Pancakes are the ultimate breakfast treat, and these blueberry lemon ricotta breakfast pancakes are delicious. They are also incredibly easy to make in the morning, making them the perfect option for a busy weekday or a lazy weekend.
Greek yoghurt is a unique and delicious twist to the pancakes, and it’s a great dairy option for those who are looking to make healthier choices. Greek yoghurt is low in fat, but it still packs a punch of flavour that makes these pancakes truly irresistible. Lemon brings all the flavours together, giving the pancakes a refreshing and invigorating taste that will wake up your taste buds and start your day on a high note.

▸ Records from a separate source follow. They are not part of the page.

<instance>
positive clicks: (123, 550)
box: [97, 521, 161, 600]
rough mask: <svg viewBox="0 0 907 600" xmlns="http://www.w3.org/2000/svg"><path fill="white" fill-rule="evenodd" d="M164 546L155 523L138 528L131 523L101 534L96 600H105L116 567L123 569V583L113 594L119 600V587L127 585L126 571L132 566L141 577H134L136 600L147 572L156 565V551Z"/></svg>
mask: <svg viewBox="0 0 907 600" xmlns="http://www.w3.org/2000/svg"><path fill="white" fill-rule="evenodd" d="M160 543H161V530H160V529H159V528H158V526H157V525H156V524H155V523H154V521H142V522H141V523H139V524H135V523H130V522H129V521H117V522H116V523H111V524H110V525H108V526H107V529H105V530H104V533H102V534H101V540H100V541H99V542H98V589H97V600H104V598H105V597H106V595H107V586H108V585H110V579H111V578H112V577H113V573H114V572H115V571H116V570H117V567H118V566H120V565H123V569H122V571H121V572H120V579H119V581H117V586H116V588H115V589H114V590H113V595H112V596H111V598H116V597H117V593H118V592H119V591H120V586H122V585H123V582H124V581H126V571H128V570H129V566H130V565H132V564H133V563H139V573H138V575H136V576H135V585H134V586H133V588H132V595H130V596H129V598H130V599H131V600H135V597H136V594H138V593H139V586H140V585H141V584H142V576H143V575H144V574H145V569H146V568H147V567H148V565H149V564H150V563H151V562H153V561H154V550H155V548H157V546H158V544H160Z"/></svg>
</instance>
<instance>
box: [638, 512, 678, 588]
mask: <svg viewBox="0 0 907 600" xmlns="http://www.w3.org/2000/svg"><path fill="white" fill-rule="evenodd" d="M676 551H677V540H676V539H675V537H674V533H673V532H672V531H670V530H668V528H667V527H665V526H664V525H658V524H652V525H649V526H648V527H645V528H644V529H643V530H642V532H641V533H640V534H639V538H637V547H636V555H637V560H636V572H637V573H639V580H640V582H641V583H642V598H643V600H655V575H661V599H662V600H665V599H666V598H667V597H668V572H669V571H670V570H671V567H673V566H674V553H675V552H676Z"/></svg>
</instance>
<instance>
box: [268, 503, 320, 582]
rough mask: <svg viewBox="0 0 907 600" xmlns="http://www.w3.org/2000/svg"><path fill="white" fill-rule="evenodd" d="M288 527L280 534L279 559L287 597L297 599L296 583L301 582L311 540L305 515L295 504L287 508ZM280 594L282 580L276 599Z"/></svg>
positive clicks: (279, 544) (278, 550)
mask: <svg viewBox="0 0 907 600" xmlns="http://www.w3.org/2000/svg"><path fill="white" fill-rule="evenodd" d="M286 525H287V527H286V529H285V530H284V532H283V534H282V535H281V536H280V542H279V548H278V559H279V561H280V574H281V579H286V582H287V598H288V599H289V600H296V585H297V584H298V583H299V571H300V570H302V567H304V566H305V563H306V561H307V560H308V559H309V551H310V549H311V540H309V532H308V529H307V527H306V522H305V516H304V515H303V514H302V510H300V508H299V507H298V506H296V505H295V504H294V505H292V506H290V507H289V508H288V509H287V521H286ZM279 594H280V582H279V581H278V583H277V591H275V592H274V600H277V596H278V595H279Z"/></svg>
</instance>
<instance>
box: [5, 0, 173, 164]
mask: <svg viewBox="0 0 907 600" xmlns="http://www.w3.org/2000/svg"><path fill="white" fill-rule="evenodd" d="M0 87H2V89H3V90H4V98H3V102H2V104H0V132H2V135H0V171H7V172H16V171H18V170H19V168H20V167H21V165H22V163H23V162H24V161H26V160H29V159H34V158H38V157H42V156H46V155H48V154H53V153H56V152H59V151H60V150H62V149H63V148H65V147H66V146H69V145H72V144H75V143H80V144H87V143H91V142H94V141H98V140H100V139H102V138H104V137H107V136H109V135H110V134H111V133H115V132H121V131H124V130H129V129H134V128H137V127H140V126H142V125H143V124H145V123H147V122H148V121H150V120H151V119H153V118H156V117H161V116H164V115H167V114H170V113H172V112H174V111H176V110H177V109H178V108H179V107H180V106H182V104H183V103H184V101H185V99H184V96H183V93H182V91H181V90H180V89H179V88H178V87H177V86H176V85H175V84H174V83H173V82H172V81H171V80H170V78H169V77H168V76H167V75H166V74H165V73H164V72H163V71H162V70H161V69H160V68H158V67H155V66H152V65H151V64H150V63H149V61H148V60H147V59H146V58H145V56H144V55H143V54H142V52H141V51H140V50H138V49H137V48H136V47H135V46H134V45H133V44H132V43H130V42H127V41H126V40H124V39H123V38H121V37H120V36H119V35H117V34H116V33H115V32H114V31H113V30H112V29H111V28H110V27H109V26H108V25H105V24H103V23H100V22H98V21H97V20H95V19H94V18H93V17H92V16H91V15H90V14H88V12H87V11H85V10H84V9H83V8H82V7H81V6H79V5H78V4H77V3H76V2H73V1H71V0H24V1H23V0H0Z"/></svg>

Blueberry, Lemon and Greek Yoghurt Breakfast Pancakes
- 200 g Flour plain white
- 1 tsp Bicarbonate Of Soda
- 2 tsp Granulated Sugar
- 1 Lemon Zest of 1 lemon
- 175 ml Semi Skimmed Milk
- 1 Egg large, free range
- 50 g Greek Yoghurt
- 200 g Blueberries
- 2 tsp Sunflower Oil
- 1 tbsp Honey to drizzle
- Combine the flour, bicarbonate of soda, sugar and lemon zest in a large stainless steel bowl and make a well in the middle.
- In a jug, whisk together the milk, egg and greek yoghurt. Pour the mixture into the well and whisk until you have a nice smooth batter.
- Heat a pancake pan over a medium heat and coat the pan with a little bit of oil. Spoon three dollops of the batter to form 3 pancakes and top the batter whilst it's still soft with a couple of blueberries. Cook for about three minutes on each side.
- Serve 3 pancakes each, scatter them with some blueberries and drizzle over the runny honey.
I was skeptical about using Greek yogurt in my pancakes, but it gives them such a creamy texture!